The next day, Ms. Clinton, exuding power, casually slapped down Canada's policy of excluding abortion from the centrepiece G8 maternal-health initiative. Mr. Cannon smiled and held his tongue.
Privately, foreign officials gave him high marks for handling the sessions, and egos, with aplomb. But he was not the obvious choice when Mr. Harper - after rotating through Peter MacKay, Maxime Bernier and David Emerson - picked Mr. Cannon, then Transport Minister with no international-relations experience, to fill the Foreign Affairs post in 2008.
While he doesn't have a hardened worldview, he does have politics in the blood. He's the grandson of two cabinet ministers. As a boy, he spent summers with his maternal grandfather, Mackenzie King's Quebec City cabinet minister Chubby Power. "Basic politics is sort of in my DNA," he said. "I say to some people, sort of jokingly, that it was osmosis."
At 10, when his Uncle Frank ran in the 1958 election, he was a "checker" pointing voters to the private house chosen by the incumbent as polling station. "I saw somebody go in, dressed as a woman, to vote a [second]time," Mr. Cannon recalled.

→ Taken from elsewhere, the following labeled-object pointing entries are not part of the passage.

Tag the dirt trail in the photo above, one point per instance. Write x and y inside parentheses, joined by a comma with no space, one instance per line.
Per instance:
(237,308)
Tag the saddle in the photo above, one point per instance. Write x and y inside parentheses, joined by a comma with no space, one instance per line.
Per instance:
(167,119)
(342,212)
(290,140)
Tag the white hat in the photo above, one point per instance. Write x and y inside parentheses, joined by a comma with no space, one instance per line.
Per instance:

After university, he worked in Quebec Premier Robert Bourassa's office. He door-knocked his way to election, defeating the PQ's formidable Pauline Marois in 1985, and as an MNA, earned a reputation as a bon vivant. "I wouldn't say wild and crazy. He was a fun-lover, it's true," said Liza Frulla, a former federal and provincial Liberal minister and Mr. Cannon's friend since they served in Mr. Bourassa's cabinet together. "And people loved him back."

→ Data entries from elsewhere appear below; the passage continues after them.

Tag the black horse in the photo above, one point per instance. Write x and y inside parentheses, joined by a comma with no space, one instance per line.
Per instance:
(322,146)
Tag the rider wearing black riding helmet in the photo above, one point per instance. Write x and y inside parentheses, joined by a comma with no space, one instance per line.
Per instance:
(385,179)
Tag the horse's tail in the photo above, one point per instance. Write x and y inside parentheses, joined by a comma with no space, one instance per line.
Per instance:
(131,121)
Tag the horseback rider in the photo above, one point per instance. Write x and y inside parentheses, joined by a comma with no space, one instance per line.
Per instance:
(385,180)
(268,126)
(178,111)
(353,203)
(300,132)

He was then a federal Liberal. An old friend tried to lure him to Paul Martin's 1990 leadership campaign, but he instead joined Ms. Copps's campaign, becoming her Quebec spokesman and, for a time, her boyfriend.

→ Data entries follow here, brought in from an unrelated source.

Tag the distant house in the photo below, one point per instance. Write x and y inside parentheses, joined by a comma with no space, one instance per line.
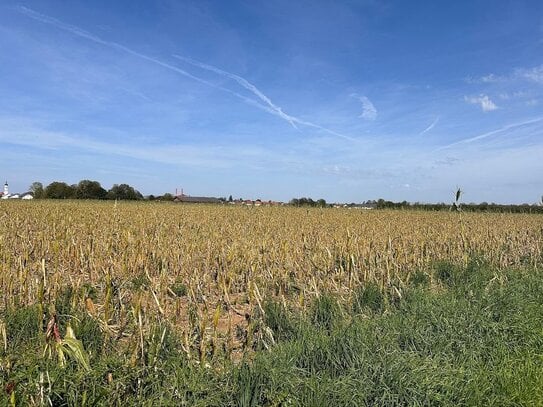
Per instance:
(196,199)
(6,195)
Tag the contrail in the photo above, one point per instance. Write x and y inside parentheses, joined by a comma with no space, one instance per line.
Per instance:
(244,83)
(491,133)
(430,127)
(269,106)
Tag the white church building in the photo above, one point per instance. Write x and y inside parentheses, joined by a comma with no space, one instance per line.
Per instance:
(7,195)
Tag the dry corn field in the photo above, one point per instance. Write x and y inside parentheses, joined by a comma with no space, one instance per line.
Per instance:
(207,269)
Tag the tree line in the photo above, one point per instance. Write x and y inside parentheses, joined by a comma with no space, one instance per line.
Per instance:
(464,207)
(85,189)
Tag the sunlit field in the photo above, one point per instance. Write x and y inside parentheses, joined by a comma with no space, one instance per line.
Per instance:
(217,285)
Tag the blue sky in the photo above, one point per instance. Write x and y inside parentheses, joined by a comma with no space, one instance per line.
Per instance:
(342,100)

Some Liberals whisper that after the break-up, Jean Chrétien's federal Liberals made him feel unwelcome. But Mr. Cannon says he was disappointed by Mr. Chrétien's 1995 referendum campaign and disillusioned by the sponsorship scandal. In 2005, he was in municipal politics in Gatineau when he was persuaded to join the Tories. He became Mr. Harper's Quebec lieutenant, eventually moving up to Foreign Minister.
He has made mistakes. Mr. Cannon heated up the controversy around the maternal-health initiative when he mistakenly said it would exclude family planning - not just abortion but also contraception - because the pro-choice Red Tory misread his government's policy, and erred on the side of conservatism.
His favourite issue, Mr. Cannon says, is a long-standing Harper priority, the Arctic - not for combative assertions of sovereignty, but because the Far North will shape the world in 20 years. His goal, he says, is to build his network in the international club.
"The more you're able to stay in this position, the more you meet these individuals, you get to know these individuals, you get to be able to influence and indeed push Canada's positions," he said. "What I'd like to be able to do, of course - the Prime Minister willing - is to continue in this function."